Existing resources include a postdoc and PhD students with direct interest in these fields, balanced by senior researchers with high expertise and international visibility, all supported by a well equipped environment - the DSPLabs.
Cross-border access infrastructure to high-level education through web-casts
- Increasing educational exchanges through a common cross-border approach in the area of technical education by implementing an Education web-cast system;
- Creating a cross-border partnership between the Faculty of Automation and Computers from Timisoara and the Technical Faculty from Zrenjanin;
- Improving the quality of education for the students and pupils from the border area Increasing the overall competitiveness of the economy in the border area.
Project results: EduWebCast systems, lectures that will be broadcasted through the portal, users of the portal, meetings attended by members of both teams, information and publicity events, conferences.

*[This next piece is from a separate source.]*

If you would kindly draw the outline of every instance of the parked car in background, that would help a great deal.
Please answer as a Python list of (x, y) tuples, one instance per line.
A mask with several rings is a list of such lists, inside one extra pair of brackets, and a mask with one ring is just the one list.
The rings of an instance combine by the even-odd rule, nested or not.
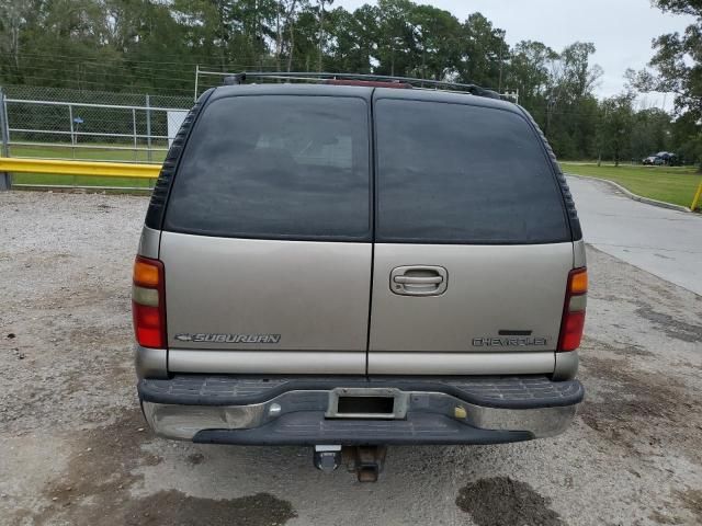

Target groups: University students from the two universities, High school pupils in the cross border area, Graduated students that are employed especially in companies that are located in the border region.
Octavian PROSTEAN, Cristian VASAR, Anca Sorana POPA
JCBICS-UDPUT: Joint Cross-Border Internet Communication System of the University of Debrecen and Politehnica University of Timisoara
University of Debrecen, as main partner, and the Politehnica University of Timisoara, as cross-border partner, submit a proposal with the stated goal of integrating in a cross-border communication system the local network systems of the two partners. The overall objective of the project is to enable enhanced capacity for cross-country cooperation and interaction between and within the participating universities by providing high quality WiFi system and IP streaming system for the students, professors and researchers at the University of Debrecen and Politehnica University of Timisoara, aiming at supporting the synchronization of educational, research and development, and other scientific activities of the cooperating universities.
This project influences the cooperation activity of the universities involved, facilitating collaboration between the target groups, university students, researchers.